Thu, April 6, 4:00 to 5:30pm, Austin Convention Center, Meeting Room 17A

Session Type: Paper Symposium

Integrative Statement

Developmental research on children’s social concepts focuses primarily on children from discrete social categories (e.g., “boy” versus “girl” and “black” versus “white”). Important theories emerge from this work, but we know far less about how these theories apply to children from non-discrete categories. For instance, cognitive development theories posit that children quickly learn that gender is constant (Kohlberg, 1966), but transgender children—who do not identify with their biological sex—may reason that gender is rather flexible. Similarly, theories of racial categorization argue that children represent “white” and “black” as separate (Aboud, 1988), but multiracial children may reason that an individual can be both black and white. Furthermore, although everyone has multiple identities (e.g., being white and a girl), research has centered on singular identity frameworks, meaning we know little about how a multifaceted mindset shapes social perception.

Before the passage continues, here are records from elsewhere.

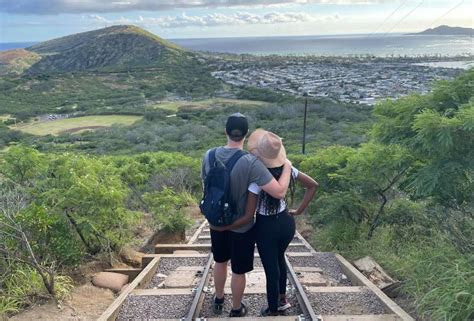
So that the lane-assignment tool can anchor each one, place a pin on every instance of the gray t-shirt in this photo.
(248, 169)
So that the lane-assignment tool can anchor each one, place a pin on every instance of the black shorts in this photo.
(237, 247)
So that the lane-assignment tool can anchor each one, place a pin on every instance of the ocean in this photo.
(344, 45)
(341, 45)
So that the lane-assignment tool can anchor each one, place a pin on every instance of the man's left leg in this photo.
(243, 247)
(237, 285)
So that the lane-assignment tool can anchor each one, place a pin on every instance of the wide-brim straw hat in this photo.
(268, 147)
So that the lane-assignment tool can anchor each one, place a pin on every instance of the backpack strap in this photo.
(233, 160)
(212, 158)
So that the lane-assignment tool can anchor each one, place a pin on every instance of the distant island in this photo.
(446, 31)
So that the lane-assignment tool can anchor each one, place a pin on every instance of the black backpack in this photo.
(216, 204)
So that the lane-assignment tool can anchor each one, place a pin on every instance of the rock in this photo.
(131, 256)
(110, 280)
(374, 272)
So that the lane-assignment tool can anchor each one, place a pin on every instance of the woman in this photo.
(275, 225)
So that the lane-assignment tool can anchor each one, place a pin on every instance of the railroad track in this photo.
(176, 283)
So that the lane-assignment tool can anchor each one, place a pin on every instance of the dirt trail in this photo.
(87, 303)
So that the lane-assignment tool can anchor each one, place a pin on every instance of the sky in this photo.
(39, 20)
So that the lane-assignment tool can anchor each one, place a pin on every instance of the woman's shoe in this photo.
(265, 312)
(242, 312)
(218, 305)
(283, 304)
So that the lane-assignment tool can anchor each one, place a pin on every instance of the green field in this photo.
(207, 103)
(75, 125)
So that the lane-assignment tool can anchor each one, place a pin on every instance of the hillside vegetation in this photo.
(406, 197)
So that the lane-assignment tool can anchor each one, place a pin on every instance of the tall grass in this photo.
(24, 286)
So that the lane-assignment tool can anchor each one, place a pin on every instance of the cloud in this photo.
(44, 7)
(215, 19)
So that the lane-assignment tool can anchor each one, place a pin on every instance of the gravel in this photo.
(254, 303)
(328, 264)
(364, 302)
(145, 307)
(292, 248)
(296, 240)
(169, 264)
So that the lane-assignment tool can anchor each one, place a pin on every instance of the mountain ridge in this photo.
(120, 47)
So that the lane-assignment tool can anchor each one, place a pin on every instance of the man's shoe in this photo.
(242, 312)
(283, 304)
(265, 312)
(218, 305)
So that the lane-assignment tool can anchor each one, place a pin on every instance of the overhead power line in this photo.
(388, 17)
(405, 16)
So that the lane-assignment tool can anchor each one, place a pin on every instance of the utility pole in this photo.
(303, 149)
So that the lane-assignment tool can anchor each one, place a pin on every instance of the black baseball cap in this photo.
(237, 126)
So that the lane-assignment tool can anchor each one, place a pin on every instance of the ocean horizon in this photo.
(323, 45)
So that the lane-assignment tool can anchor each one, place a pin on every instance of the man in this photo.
(238, 245)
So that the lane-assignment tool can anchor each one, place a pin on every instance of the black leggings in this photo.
(273, 234)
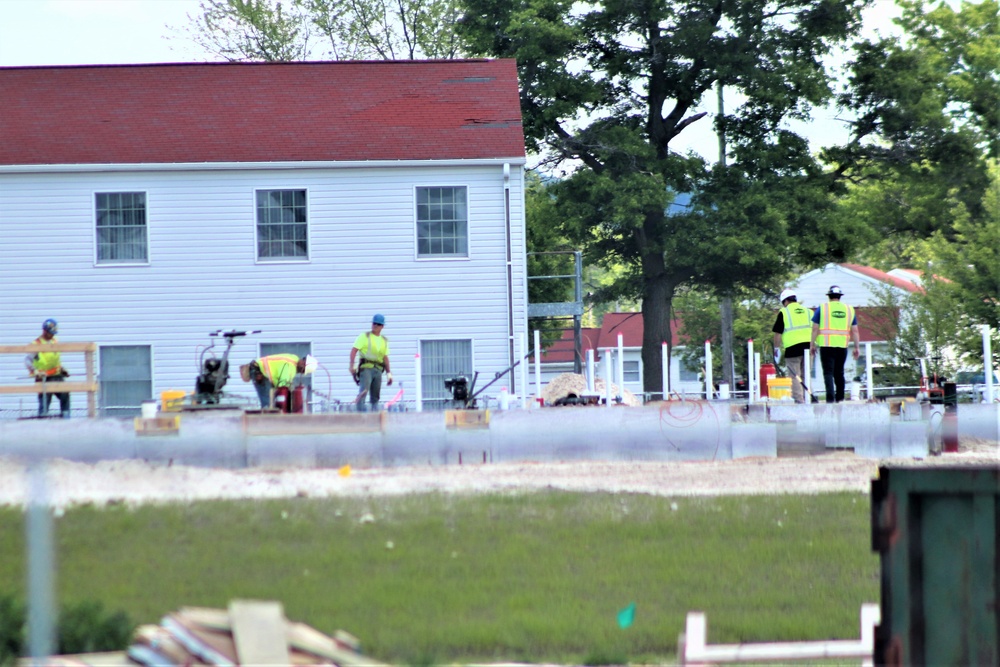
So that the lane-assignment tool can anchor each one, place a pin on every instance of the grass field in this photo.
(432, 579)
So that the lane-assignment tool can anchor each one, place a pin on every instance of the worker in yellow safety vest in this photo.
(793, 334)
(47, 367)
(369, 359)
(834, 324)
(275, 371)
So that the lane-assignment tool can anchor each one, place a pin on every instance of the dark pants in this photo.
(45, 400)
(371, 384)
(833, 360)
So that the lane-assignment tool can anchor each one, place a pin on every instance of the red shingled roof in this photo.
(260, 112)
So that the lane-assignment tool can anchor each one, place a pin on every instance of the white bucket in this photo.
(149, 409)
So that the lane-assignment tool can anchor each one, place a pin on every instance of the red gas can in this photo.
(767, 371)
(298, 400)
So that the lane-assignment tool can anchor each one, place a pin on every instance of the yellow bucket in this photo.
(171, 400)
(778, 388)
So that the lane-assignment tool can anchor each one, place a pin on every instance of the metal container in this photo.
(938, 533)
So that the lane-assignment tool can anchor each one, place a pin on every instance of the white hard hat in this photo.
(311, 364)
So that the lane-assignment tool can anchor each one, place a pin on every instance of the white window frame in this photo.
(430, 399)
(104, 263)
(468, 224)
(124, 410)
(256, 227)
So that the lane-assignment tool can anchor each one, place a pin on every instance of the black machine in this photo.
(214, 370)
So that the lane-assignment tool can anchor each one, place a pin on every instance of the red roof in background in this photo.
(260, 112)
(884, 277)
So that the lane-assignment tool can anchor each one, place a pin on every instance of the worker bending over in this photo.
(275, 371)
(369, 358)
(47, 367)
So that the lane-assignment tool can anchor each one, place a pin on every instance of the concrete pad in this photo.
(755, 440)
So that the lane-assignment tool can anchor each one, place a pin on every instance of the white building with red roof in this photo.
(145, 206)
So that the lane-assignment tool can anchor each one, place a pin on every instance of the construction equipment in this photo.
(215, 370)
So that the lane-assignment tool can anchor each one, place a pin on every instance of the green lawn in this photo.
(438, 579)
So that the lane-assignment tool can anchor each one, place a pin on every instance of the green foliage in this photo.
(536, 577)
(607, 87)
(272, 31)
(84, 627)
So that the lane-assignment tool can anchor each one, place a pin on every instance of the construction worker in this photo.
(47, 367)
(275, 371)
(367, 368)
(793, 334)
(833, 324)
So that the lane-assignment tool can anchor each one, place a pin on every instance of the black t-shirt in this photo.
(797, 350)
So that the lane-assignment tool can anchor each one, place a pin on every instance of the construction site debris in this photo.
(573, 384)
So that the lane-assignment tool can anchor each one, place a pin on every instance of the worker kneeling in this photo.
(275, 374)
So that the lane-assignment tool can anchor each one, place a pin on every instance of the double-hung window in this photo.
(282, 225)
(442, 360)
(442, 222)
(121, 228)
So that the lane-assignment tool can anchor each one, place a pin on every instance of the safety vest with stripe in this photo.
(280, 369)
(834, 324)
(374, 349)
(47, 363)
(798, 325)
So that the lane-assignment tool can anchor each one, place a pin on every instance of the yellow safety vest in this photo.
(280, 369)
(834, 324)
(374, 349)
(47, 363)
(798, 325)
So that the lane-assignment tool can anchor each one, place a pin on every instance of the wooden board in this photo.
(259, 632)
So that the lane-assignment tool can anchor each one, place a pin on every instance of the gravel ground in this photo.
(136, 482)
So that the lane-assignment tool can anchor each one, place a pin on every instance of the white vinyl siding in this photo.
(282, 225)
(126, 377)
(442, 222)
(121, 227)
(442, 360)
(206, 275)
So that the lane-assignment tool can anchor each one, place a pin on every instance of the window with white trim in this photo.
(126, 379)
(442, 222)
(442, 360)
(282, 225)
(121, 228)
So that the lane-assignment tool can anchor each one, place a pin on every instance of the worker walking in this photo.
(47, 367)
(276, 371)
(793, 334)
(833, 324)
(369, 358)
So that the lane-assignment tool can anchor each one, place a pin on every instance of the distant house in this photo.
(145, 206)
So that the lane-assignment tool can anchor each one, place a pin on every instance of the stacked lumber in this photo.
(248, 633)
(568, 384)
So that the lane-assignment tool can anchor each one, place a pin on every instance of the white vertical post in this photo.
(756, 374)
(524, 373)
(709, 384)
(621, 366)
(869, 380)
(419, 394)
(538, 364)
(607, 377)
(590, 370)
(665, 368)
(987, 364)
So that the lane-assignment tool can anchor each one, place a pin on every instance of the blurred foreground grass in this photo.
(431, 579)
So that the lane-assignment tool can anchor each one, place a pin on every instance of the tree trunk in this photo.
(656, 307)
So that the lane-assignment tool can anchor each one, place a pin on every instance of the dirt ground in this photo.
(135, 482)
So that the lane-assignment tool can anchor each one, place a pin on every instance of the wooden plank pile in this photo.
(250, 632)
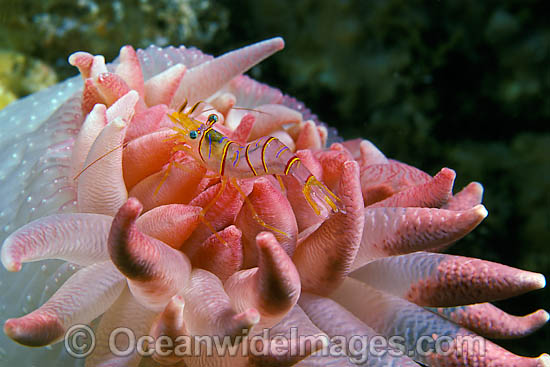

This symposium highlights research that focuses on non-discrete identities, which is important for developing more inclusive theories of development. The first presenter will demonstrate how transgender children’s concepts of gender stability differ from gender ‘typical’ children. The second presenter will show that multiracial children are not only perceived differently than monoracial children, but that those perceptions also vary between multiracial and monoracial samples. The third presenter will demonstrate how a multiple-identity mindset increases flexible thinking in both social and non-social domains. Finally, the discussant (an expert on children’s conceptual development and social cognition) will discuss the impacts of this work on developing a more inclusive developmental science.